Il faut lire d’urgence le rapport “L’état de la pauvreté en France 2017” édité par le Secours Catholique. Le constat est édifiant:  “Cette  évolution traduit une fragilisation relative et progressive de la situation des seniors” et “lereflet d’une paupérisation des personnes âgées” En 2010, 7,6% des personnes accueillies par le Secours Catholique avaient plus de 60 ans, en 2016 ce chiffre monte à 9,6%. Soit une hausse de 14% en 6 ans! Les personnes âgées s’appauvrissent d’année en année et c’est dramatique. A 30 ans, on peut essayer de s’en sortir, trouver un boulot, une formation, changer de vie et ne pas dépendre uniquement de la solidarité. La problématique n’est pas la même à 85 ans, on ne va pas se mettre à fréquenter pôle emploi pour trouver un travail…

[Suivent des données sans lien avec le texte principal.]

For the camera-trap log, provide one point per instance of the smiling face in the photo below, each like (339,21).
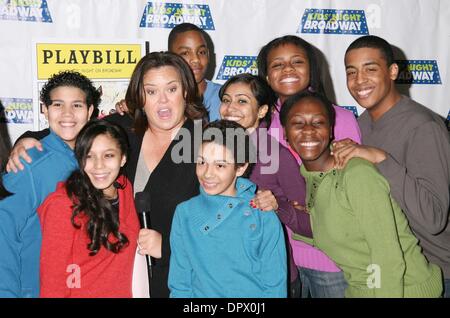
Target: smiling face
(309,133)
(287,70)
(191,46)
(67,113)
(216,169)
(370,81)
(240,105)
(103,163)
(164,98)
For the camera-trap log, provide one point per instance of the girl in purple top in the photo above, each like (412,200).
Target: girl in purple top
(248,100)
(289,64)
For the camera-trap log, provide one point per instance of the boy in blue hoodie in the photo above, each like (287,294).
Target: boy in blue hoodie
(221,245)
(69,99)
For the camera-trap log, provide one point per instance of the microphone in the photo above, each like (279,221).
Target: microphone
(142,201)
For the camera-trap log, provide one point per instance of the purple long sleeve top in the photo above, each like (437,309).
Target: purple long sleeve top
(304,254)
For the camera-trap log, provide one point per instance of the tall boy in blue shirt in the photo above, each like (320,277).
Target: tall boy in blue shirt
(69,100)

Un pays qui ne s’occupe pas dignement de ses aînés est un pays qui se meurt. Certains chiffres concernant la pauvreté des retraités font froid dans le dos :

  • 48 254 personnes de plus de 65 ans  ont été accueillis par le Secours Catholique en 2016 ce qui représente 9,6% du total ( 3% des étrangers accueillis avaient au moins 65 ans).
  • L’indice de fragilité, selon le secours catholique, est passé de 0,17 en 2010 à 0,21 en 2016. C’est le rapport entre la proportion d’une catégorie de personnes observée au Secours Catholique et la proportion de la même catégorie observée dans la population française totale.
  • En un an 14 360 retraités supplémentaires ont bénéficié des Restos du Cœur.
  • Notre pays compte selon les chiffres de l’INSEE, 39 000 retraités pauvres supplémentaires en 1 an.

Dans le troisième rapport du comité de suivi des retraites, on peut lire cette phrase “Néanmoins la divergence d’évolution entre les revenus des actifs et ceux des retraités pourrait faire resurgir un risque de pauvreté ce qui appelle, pour l’avenir, une vigilance particulière”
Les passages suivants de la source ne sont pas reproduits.